3. II leitura: Tg 5,7-10
A carta de Tiago, presente no Novo Testamento, faz parte das “cartas católicas”, chamadas assim por conterem uma mensagem para todos. O autor da carta exorta os batizados a assumir certas atitudes antes da vinda do Senhor. A primeira é a espera paciente, confiando na ação de Deus. Essa espera não é passiva, mas consiste numa fidelidade ativa. Para ilustrar, o autor se serve da imagem do agricultor. O agricultor faz sua parte, dá sua contribuição; sabe, porém, que quem faz crescer a semente e nascer o fruto é o próprio Deus. Outra mensagem que podemos tirar da imagem agrícola utilizada pelo redator é que Deus não abandona seu povo nos momentos de maior dificuldade; julgará com justiça e dará ao seu povo o que é necessário para viver (chuvas de outono ou de primavera – cf. Dt 11,14; Jr 5,24; Jl 2,23), mas é importante este ter paciência e ouvir os sinais dos tempos, para poder julgar com sabedoria.
A segunda atitude é ter os corações fortalecidos, isto é, saber discernir, decidir com prudência e ser perseverantes no caminho assumido, mesmo diante dos conflitos e do sofrimento. A expressão “a vinda do Senhor está próxima” (v. 8) pode ser interpretada como a vinda do Senhor no fim dos tempos, na parusia, mas também como a intervenção de Deus na história, tal como anunciavam os profetas e se manifestou na vida de Jesus Cristo (cf. Am 1,2-2,16; 3,1-8; Ml 3,1; Is 35,4).

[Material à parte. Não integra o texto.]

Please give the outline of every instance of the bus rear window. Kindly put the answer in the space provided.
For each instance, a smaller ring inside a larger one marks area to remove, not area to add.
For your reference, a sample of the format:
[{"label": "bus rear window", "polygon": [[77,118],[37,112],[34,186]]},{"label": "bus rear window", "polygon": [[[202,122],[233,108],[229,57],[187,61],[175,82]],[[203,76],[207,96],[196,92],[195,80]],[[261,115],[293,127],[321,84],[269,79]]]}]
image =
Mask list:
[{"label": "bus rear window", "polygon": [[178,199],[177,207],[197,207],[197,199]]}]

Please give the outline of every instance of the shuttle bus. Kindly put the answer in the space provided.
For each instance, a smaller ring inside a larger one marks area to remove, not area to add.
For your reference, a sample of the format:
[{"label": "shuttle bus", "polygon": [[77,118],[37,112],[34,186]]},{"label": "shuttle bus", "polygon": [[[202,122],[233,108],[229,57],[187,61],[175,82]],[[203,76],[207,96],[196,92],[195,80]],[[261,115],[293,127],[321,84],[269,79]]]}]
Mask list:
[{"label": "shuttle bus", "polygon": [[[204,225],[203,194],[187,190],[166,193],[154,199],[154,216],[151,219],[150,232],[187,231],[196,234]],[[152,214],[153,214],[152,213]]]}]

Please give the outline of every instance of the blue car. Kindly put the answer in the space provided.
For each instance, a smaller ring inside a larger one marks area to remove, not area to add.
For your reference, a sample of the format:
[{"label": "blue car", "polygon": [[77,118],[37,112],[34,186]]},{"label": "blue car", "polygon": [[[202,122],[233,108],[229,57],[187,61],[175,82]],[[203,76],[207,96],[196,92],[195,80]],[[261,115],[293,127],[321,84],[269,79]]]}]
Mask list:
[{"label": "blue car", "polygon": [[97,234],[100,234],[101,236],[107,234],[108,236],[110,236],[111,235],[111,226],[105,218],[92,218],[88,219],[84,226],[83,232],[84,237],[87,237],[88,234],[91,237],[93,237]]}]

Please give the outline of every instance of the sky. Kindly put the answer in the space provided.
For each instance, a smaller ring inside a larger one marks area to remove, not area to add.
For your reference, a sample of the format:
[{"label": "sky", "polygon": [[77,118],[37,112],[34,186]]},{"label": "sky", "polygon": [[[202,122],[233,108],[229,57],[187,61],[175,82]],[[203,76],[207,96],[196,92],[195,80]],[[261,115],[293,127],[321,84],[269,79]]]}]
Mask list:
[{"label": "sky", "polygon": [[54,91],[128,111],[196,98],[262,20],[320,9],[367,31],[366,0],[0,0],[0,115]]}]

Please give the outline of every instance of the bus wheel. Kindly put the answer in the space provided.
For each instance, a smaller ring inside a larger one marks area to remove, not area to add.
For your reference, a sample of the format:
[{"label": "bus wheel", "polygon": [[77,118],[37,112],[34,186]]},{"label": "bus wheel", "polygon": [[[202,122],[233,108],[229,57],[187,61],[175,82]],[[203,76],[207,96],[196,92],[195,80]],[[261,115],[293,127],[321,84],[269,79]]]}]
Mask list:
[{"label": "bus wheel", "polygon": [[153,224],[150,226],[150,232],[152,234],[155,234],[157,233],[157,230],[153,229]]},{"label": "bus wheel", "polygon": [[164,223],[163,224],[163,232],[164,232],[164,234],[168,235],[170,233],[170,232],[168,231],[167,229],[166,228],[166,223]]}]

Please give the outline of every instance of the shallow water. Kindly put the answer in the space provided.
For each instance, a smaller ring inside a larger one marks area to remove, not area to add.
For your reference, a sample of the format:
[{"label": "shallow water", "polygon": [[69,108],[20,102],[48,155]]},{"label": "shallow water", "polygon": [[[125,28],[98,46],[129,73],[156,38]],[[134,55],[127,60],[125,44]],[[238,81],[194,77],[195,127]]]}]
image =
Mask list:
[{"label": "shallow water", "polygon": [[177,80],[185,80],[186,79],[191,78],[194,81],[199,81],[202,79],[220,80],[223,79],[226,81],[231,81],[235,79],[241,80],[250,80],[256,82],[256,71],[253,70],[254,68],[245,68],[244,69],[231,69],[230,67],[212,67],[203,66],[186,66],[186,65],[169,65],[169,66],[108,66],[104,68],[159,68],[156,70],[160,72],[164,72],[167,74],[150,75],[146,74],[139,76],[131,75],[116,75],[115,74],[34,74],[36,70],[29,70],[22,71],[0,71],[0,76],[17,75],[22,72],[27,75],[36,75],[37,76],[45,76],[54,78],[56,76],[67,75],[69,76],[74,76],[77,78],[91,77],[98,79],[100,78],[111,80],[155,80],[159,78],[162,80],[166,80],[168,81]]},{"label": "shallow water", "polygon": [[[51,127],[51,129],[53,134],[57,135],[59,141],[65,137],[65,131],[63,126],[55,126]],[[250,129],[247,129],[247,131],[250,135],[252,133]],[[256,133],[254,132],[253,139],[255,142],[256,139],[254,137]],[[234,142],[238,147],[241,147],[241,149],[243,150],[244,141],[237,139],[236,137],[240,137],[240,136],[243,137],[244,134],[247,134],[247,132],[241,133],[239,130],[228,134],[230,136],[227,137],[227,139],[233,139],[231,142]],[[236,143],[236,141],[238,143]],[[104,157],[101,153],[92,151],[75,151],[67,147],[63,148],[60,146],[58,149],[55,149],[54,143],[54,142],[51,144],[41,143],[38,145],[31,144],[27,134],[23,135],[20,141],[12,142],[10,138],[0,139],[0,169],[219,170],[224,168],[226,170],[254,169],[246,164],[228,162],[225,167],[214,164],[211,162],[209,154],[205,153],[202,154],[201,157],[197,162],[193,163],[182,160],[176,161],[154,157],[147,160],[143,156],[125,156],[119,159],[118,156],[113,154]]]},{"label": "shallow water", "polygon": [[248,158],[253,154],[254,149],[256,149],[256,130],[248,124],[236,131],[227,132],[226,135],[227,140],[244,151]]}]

A terceira atitude incentivada pelo autor da carta é a comunhão e o viver com alegria, ajudando o outro em sua caminhada, não julgando, pois o julgar pertence a Deus, o justo juiz. Por fim, exorta-se o/a batizado/a a ter audácia profética e ser mensageiro/a da ação salvífica de Deus.
III. Pistas para reflexão
A liturgia deste terceiro domingo do Advento nos impele a nos alegrarmos e a não ter medo diante das dificuldades, pois a vinda salvadora de Deus transforma todo o universo, liberta o povo do cativeiro e se manifesta na ação libertadora de Jesus. Além de acolhermos o convite à alegria pela imensa manifestação da bondade e da ternura de Deus, somos convidados a nos perguntar: para nós, que importância tem a resposta dada por Jesus aos discípulos de João Batista? Que Boa Notícia nos traz? Das atitudes elencadas na carta de Tiago, qual nos chama mais a atenção? Como estamos preparando o coração para celebrar a encarnação de Jesus na celebração do Natal que se aproxima?
Zuleica Aparecida Silvano
Ir. Zuleica Aparecida Silvano, religiosa paulina, licenciada em Filosofia pela UFRGS, mestra em Ciências Bíblicas (Exegese) pelo Pontifício Instituto Bíblico (Roma) e doutora em Teologia Bíblica pela Faculdade Jesuíta de Filosofia e Teologia (Faje), onde atualmente leciona. É assessora no Serviço de Animação Bíblica (SAB/Paulinas) em Belo Horizonte.